January 26, 2006 by Staff

The London Assembly yesterday rejected a motion to approve the Mayor’s budget proposals by 16 votes to 9.

Labour and Green Party Assembly Members voted to approve the budget. Conservative, Liberal Democrat and One London Assembly Members voted against.

At its meeting, the Assembly adopted three motions relating to the budget. The first calls on Mayor Ken Livingstone “to produce a final budget which significantly reduces the Mayor’s proposed rate of increase in the GLA precept”, secondly the assembly called on Livingstone “to seek to ensure that the Olympic element of the precept appears as a separately identified line in Council Tax bills”.

The third motion notes states that the “Assembly regrets that it is unable to amend more than the bottom-line budget figures.
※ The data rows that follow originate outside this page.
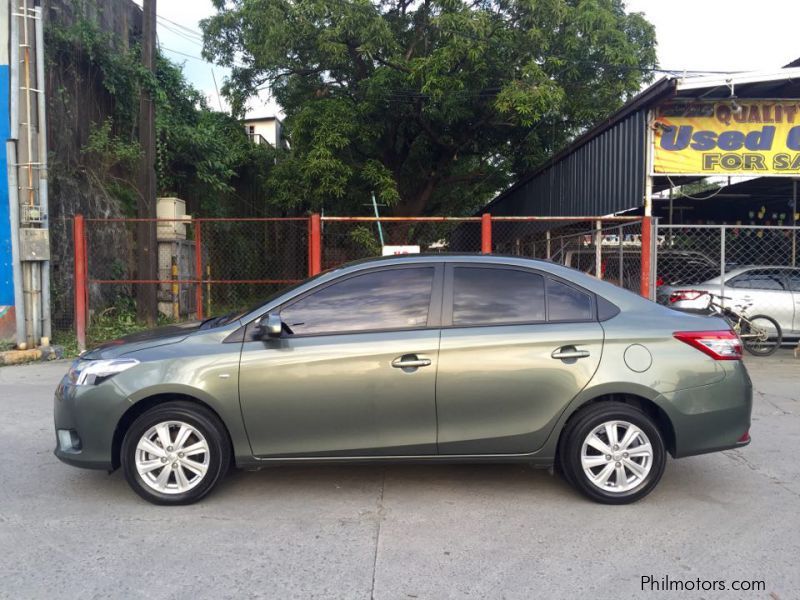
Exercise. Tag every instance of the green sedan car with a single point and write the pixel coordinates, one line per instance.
(454, 358)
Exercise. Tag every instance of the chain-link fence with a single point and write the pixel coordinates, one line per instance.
(752, 269)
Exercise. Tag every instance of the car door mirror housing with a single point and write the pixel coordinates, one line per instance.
(270, 326)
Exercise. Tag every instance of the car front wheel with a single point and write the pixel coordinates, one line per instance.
(614, 453)
(175, 453)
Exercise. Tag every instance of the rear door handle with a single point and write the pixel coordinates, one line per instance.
(569, 352)
(410, 361)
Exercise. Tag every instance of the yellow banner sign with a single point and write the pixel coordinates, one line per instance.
(731, 137)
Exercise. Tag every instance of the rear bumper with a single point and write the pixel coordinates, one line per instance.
(714, 417)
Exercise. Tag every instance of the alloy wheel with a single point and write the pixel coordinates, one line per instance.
(616, 456)
(172, 457)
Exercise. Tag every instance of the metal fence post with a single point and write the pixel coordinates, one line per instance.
(315, 245)
(81, 294)
(722, 262)
(598, 249)
(621, 265)
(646, 242)
(198, 269)
(486, 233)
(654, 259)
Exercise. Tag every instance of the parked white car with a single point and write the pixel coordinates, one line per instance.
(771, 291)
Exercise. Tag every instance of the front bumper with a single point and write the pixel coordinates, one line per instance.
(88, 415)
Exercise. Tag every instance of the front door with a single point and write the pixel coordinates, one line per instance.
(517, 346)
(356, 377)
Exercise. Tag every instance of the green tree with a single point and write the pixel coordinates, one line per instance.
(434, 104)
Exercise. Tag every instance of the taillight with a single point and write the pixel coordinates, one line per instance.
(719, 345)
(686, 295)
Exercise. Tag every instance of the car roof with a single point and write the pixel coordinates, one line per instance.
(623, 298)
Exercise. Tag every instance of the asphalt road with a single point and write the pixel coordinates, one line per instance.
(402, 531)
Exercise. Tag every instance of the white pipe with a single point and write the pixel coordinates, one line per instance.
(13, 210)
(13, 65)
(44, 205)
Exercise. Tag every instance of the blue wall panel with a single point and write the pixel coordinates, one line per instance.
(6, 272)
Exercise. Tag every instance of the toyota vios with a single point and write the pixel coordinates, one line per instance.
(424, 358)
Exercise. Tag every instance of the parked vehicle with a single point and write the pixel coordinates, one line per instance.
(761, 335)
(674, 267)
(770, 291)
(425, 358)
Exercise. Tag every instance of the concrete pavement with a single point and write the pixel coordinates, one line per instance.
(405, 531)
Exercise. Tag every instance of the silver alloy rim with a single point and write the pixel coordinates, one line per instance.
(616, 456)
(172, 457)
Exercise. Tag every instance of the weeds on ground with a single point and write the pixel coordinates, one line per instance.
(111, 323)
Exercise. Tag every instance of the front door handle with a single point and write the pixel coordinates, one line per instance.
(567, 352)
(410, 361)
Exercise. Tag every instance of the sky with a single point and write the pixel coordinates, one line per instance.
(713, 35)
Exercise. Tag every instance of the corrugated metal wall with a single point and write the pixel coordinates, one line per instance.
(605, 175)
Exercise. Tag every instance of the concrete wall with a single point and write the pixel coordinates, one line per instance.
(7, 320)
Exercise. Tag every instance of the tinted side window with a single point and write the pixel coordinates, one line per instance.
(565, 303)
(388, 299)
(496, 296)
(758, 280)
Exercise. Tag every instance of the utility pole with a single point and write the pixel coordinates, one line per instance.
(146, 244)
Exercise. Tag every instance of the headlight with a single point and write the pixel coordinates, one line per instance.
(92, 372)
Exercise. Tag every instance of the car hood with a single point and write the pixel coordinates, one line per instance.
(160, 336)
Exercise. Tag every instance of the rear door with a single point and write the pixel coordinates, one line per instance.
(516, 347)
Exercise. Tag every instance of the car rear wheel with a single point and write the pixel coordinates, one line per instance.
(613, 453)
(175, 453)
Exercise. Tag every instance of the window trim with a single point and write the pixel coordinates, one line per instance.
(434, 306)
(448, 296)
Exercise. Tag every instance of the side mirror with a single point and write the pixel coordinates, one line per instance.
(270, 326)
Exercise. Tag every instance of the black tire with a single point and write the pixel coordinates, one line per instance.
(585, 423)
(758, 347)
(216, 460)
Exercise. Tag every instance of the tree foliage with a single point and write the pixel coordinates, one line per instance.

Given the Mayor’s powers of virement and ability to re-prioritise, the Assembly’s power to amend the bottom line budget figures can easily be undermined.

This Assembly calls for the government, in its forthcoming review of the GLA powers, to strengthen the Assembly’s powers in order to ensure that there are proper checks and balances within this critical area of Mayoral power.”

The Mayor’s final budget proposals will come before the London Assembly for approval on Wednesday 15 February. A two-thirds majority of Assembly members is required to amend the budget.